第九章 あなたの目で

誰かの目


君の笑顔が好きだったから。

理不尽な自然災害でたくさんのフレンズ達が悲しみ、苦しみ・・・それでも生きた。


スナネコは友の死を受け入れた上で、妄想を現実化させようともがいた。

そして・・・友はそんな自分を望まないだろうと信じ、前を向いてを生きることを決めた。新たな出会い、新たな生活を彼女は徐々に受け入れ成長していくだろう。



プリンセスとマーゲイは、仲間の死を忘却したプリンセスをマーゲイが支えきれないこともあった。どこかの世界では・・・二人で共に終わる道を選んだかもしれない。

しかし、どこかの世界ではプリンセスは自分を思い支え続けたマーゲイに応え新たな夢の翼を得た。

仲間を失ったアイドルと世話する相手を失ったマネージャー。お互いに未だ夢折れたままの片翼かもしれない・・・それでも二人ならきっと羽ばたける。



サーバルは現実を拒絶し偽りの現実を作りだしてしまった。

どうしようもない。回復の為の策が無いと助手に思われていたが・・・必要なのは、ただただ長い時間だった。

そして、ついに”本当の”かばんと対面し、その現実を受け入れることができた。

現実を受け入れることで再び振りかかる悲しみは計り知れないがろうが、それでも・・・きっと先に進む一歩になったはずだ。



そしてここでは語られなかっただけで、他にも多くのフレンズが傷つき苦しんだはず

。でもそれぞれが自分の生き方を見つけて、命を巡らせていったのだと思う。

もしかしたら、・・・生き方ではなく死に方を選んだ者もいたかもしれない。



みんなの世界で生きていくということは、そうやって色んな命が積み上がって・・・絡みあって未来を作っていくことなんだと思う。

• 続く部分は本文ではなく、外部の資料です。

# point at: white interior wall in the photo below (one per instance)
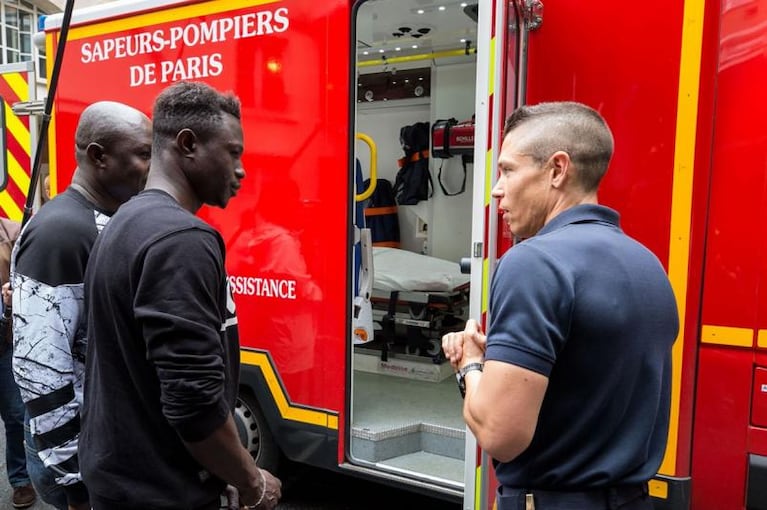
(452, 94)
(447, 219)
(382, 122)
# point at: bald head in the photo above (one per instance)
(113, 146)
(104, 123)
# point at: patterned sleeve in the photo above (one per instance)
(48, 363)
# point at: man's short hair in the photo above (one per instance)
(192, 105)
(574, 128)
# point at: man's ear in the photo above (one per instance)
(560, 166)
(96, 153)
(186, 141)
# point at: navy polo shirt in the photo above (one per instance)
(593, 310)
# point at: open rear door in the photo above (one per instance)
(501, 87)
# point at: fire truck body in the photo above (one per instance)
(677, 82)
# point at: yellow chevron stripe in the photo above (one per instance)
(725, 335)
(761, 341)
(123, 24)
(18, 84)
(478, 487)
(52, 168)
(681, 202)
(17, 173)
(287, 411)
(491, 77)
(658, 488)
(9, 207)
(18, 129)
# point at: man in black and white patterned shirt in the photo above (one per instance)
(113, 148)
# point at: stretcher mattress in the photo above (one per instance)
(402, 270)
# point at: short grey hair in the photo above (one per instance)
(572, 127)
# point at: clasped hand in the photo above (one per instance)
(465, 346)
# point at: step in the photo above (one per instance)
(431, 465)
(381, 445)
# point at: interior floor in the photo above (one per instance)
(408, 425)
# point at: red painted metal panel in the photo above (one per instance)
(757, 440)
(719, 463)
(759, 398)
(602, 60)
(288, 224)
(735, 269)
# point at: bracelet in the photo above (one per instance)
(263, 492)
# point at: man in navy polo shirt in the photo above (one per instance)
(569, 391)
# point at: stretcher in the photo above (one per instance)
(416, 299)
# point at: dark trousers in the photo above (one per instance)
(617, 498)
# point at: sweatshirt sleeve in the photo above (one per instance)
(177, 306)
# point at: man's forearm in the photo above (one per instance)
(222, 454)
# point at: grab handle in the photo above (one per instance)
(373, 173)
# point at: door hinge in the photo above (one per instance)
(532, 12)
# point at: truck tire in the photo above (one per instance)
(255, 434)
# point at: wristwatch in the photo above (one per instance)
(460, 376)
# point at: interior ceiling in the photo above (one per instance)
(391, 24)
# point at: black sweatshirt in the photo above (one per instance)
(163, 356)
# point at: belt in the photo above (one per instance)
(613, 498)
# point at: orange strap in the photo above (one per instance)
(416, 156)
(380, 211)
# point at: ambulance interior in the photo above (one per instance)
(416, 63)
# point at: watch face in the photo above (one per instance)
(461, 384)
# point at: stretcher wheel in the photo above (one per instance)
(412, 350)
(435, 347)
(254, 433)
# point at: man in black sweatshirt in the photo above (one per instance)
(162, 365)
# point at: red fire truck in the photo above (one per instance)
(341, 363)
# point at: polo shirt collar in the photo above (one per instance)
(586, 213)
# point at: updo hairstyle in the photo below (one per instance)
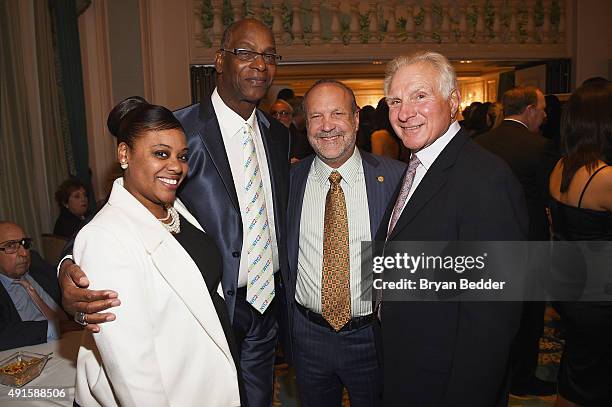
(134, 116)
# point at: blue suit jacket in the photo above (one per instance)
(14, 332)
(380, 191)
(210, 194)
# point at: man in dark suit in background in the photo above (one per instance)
(531, 158)
(445, 353)
(29, 293)
(330, 305)
(221, 131)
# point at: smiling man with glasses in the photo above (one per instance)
(29, 293)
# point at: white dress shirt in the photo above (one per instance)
(428, 155)
(231, 124)
(25, 306)
(310, 254)
(518, 121)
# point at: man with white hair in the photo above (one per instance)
(445, 353)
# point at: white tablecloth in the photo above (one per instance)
(60, 372)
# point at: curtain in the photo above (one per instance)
(32, 148)
(70, 79)
(203, 80)
(506, 82)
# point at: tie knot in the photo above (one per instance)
(25, 283)
(413, 163)
(335, 177)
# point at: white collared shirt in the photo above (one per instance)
(310, 254)
(428, 155)
(518, 121)
(231, 125)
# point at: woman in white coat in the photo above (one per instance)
(171, 343)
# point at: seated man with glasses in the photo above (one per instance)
(29, 293)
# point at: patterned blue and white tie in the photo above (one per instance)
(260, 277)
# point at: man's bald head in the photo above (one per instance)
(245, 65)
(241, 25)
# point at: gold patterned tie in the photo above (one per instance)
(335, 281)
(40, 303)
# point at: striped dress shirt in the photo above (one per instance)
(310, 254)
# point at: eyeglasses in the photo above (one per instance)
(282, 113)
(248, 55)
(11, 246)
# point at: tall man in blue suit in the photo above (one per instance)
(237, 189)
(337, 200)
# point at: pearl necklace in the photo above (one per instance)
(174, 226)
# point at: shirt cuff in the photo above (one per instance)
(53, 331)
(59, 265)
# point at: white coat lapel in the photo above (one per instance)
(173, 262)
(181, 273)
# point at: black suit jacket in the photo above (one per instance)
(531, 158)
(210, 194)
(449, 353)
(14, 332)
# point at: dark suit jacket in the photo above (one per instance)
(210, 193)
(379, 196)
(449, 353)
(14, 332)
(531, 158)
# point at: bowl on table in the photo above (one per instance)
(21, 368)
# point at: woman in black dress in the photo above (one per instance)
(72, 200)
(581, 210)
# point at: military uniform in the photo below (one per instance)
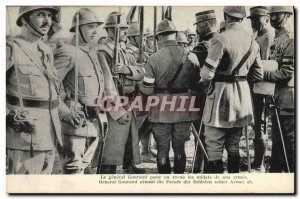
(168, 125)
(201, 51)
(282, 50)
(228, 106)
(118, 135)
(94, 83)
(264, 39)
(32, 152)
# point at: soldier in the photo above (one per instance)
(229, 63)
(206, 23)
(191, 36)
(33, 126)
(118, 135)
(282, 50)
(94, 82)
(170, 73)
(260, 22)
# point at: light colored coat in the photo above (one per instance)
(230, 104)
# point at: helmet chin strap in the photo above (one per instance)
(31, 27)
(81, 35)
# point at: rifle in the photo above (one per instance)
(118, 79)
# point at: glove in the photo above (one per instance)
(20, 122)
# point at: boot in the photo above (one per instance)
(215, 166)
(179, 163)
(259, 153)
(233, 163)
(164, 166)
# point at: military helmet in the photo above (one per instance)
(181, 37)
(165, 26)
(285, 9)
(133, 30)
(190, 32)
(111, 20)
(235, 11)
(86, 16)
(24, 10)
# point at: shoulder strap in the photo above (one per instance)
(183, 59)
(246, 56)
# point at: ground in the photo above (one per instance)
(149, 162)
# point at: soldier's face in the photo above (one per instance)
(278, 19)
(123, 34)
(258, 23)
(41, 20)
(89, 31)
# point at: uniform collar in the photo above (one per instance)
(169, 43)
(283, 30)
(234, 25)
(209, 35)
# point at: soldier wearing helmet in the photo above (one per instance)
(94, 82)
(264, 35)
(206, 27)
(229, 64)
(33, 126)
(122, 133)
(282, 51)
(191, 37)
(171, 72)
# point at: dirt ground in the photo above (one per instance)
(149, 162)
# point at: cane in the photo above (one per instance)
(247, 147)
(280, 132)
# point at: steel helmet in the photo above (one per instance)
(285, 9)
(23, 10)
(181, 37)
(111, 20)
(235, 11)
(165, 26)
(86, 16)
(190, 32)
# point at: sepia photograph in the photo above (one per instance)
(150, 99)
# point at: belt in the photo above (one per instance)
(229, 78)
(171, 91)
(32, 103)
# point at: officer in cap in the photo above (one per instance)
(282, 50)
(169, 73)
(229, 64)
(260, 22)
(122, 134)
(94, 82)
(206, 23)
(32, 123)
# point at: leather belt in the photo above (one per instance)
(32, 103)
(172, 90)
(229, 78)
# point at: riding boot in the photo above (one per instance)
(259, 153)
(233, 163)
(179, 163)
(215, 166)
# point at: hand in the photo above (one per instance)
(20, 122)
(125, 119)
(121, 69)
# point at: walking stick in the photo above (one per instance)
(280, 132)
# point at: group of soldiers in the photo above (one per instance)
(54, 92)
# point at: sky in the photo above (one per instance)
(183, 16)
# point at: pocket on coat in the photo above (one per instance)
(208, 109)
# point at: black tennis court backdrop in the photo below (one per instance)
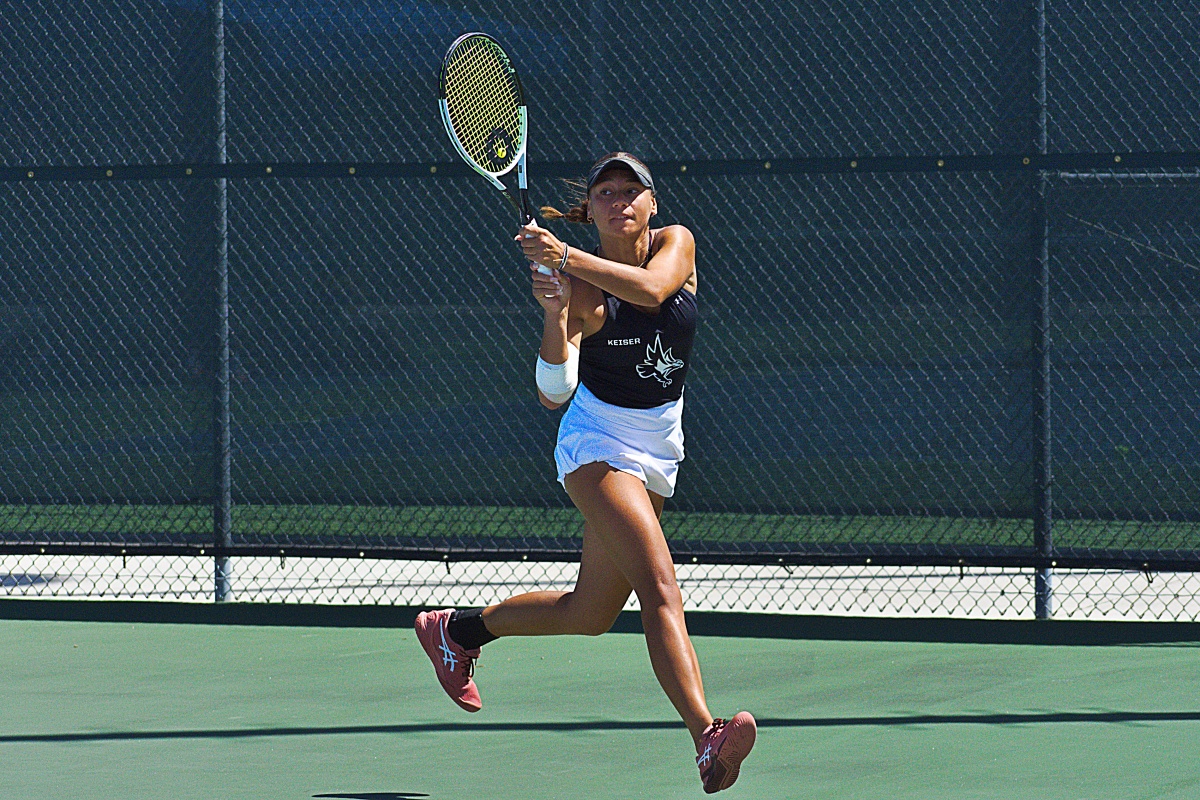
(947, 254)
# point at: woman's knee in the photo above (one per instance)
(663, 594)
(591, 621)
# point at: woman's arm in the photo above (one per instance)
(561, 331)
(672, 263)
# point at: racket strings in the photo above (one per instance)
(483, 98)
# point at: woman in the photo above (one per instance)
(617, 335)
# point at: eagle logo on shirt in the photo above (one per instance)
(659, 364)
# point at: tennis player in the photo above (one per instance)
(617, 336)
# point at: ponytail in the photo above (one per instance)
(577, 212)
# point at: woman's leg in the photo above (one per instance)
(592, 607)
(623, 517)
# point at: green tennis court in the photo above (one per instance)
(127, 710)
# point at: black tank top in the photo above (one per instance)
(640, 360)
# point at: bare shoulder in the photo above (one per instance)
(587, 305)
(673, 235)
(678, 241)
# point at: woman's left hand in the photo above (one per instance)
(540, 246)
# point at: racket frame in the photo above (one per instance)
(522, 206)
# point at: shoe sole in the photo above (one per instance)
(431, 649)
(735, 749)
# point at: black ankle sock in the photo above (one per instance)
(467, 629)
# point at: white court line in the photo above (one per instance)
(851, 591)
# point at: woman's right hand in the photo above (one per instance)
(552, 292)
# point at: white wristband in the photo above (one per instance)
(557, 382)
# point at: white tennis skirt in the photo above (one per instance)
(646, 443)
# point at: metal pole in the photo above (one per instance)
(1042, 473)
(222, 503)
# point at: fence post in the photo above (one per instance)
(222, 503)
(1043, 539)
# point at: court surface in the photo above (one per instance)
(111, 710)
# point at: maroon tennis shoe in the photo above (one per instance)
(721, 750)
(455, 666)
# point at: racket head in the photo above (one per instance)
(483, 106)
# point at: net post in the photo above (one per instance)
(222, 501)
(1043, 540)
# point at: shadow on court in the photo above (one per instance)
(1033, 717)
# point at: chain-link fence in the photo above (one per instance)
(948, 265)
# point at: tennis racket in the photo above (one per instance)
(484, 110)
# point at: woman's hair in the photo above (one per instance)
(579, 210)
(579, 190)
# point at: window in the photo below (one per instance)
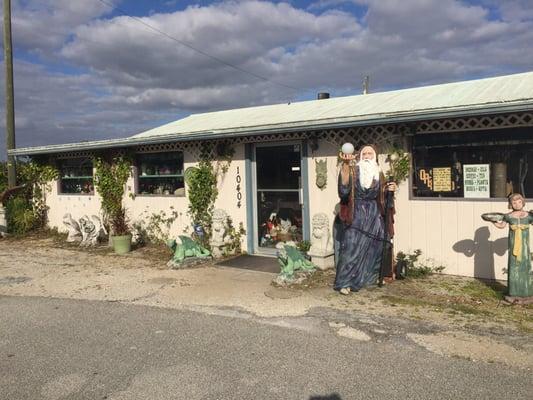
(485, 164)
(76, 176)
(160, 174)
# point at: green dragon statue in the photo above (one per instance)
(292, 260)
(187, 248)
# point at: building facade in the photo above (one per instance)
(470, 145)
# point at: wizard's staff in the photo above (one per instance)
(386, 254)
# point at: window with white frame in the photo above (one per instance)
(160, 174)
(76, 176)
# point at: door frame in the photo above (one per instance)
(251, 193)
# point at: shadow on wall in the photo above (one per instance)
(483, 250)
(333, 396)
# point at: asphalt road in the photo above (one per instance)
(69, 349)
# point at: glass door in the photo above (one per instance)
(278, 195)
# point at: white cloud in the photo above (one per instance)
(136, 78)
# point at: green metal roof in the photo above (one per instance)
(508, 93)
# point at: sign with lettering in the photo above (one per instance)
(476, 180)
(442, 179)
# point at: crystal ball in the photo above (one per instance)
(347, 148)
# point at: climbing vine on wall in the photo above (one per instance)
(110, 181)
(202, 193)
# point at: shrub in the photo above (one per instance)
(410, 266)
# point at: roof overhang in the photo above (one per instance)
(367, 120)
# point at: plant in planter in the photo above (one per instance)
(202, 193)
(110, 181)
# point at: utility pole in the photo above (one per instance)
(10, 95)
(366, 84)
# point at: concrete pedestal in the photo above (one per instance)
(323, 261)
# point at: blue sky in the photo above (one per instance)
(84, 70)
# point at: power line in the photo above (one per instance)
(219, 60)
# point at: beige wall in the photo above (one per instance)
(449, 232)
(323, 200)
(142, 207)
(227, 186)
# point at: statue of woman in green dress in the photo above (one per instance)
(519, 274)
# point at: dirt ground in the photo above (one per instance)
(452, 316)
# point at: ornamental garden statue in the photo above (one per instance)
(519, 274)
(321, 170)
(321, 250)
(187, 252)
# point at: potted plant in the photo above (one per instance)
(121, 233)
(110, 180)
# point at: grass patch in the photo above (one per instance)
(405, 301)
(484, 291)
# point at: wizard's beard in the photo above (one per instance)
(368, 171)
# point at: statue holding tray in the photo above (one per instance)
(519, 274)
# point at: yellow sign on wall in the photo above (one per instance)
(442, 179)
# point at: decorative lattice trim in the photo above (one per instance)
(514, 120)
(74, 154)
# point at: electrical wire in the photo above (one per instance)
(219, 60)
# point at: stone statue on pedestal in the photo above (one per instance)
(321, 250)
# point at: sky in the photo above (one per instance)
(100, 69)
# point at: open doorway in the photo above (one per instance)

・・・・・・これで、フレンズ達の悲しみの物語はおしまい。

どこかの物語で悲しみを背負ったみんなが、どこかの世界では悲しい結末を迎え、どこかの世界では未来を生きることを選んだ。

彼女達はきっとまたどこかの物語で生まれるのだろう。

ヒトがいて、フレンズが存在する限り。



ただ一人、残ったのは命の流れに水を差してしまった一人のフレンズ・・・。

フレンズの身でありながらその枠から逸脱し、ヒトの世界へ踏み込んでしまった彼女は・・・何を望むだろうか。


ヒトの世界の底で叶わぬ贖罪を求め続けるか

自身も新しい命となり物語に生まれ直すのか


それとも・・・・・・何も起きなかった物語を描くのか。



真っ暗な劇場の片隅で泣き続けた助手が、ようやく泣き止んで立ち上がると、てんてんと大きな音と共に舞台の上をスポットライトが照らし出す。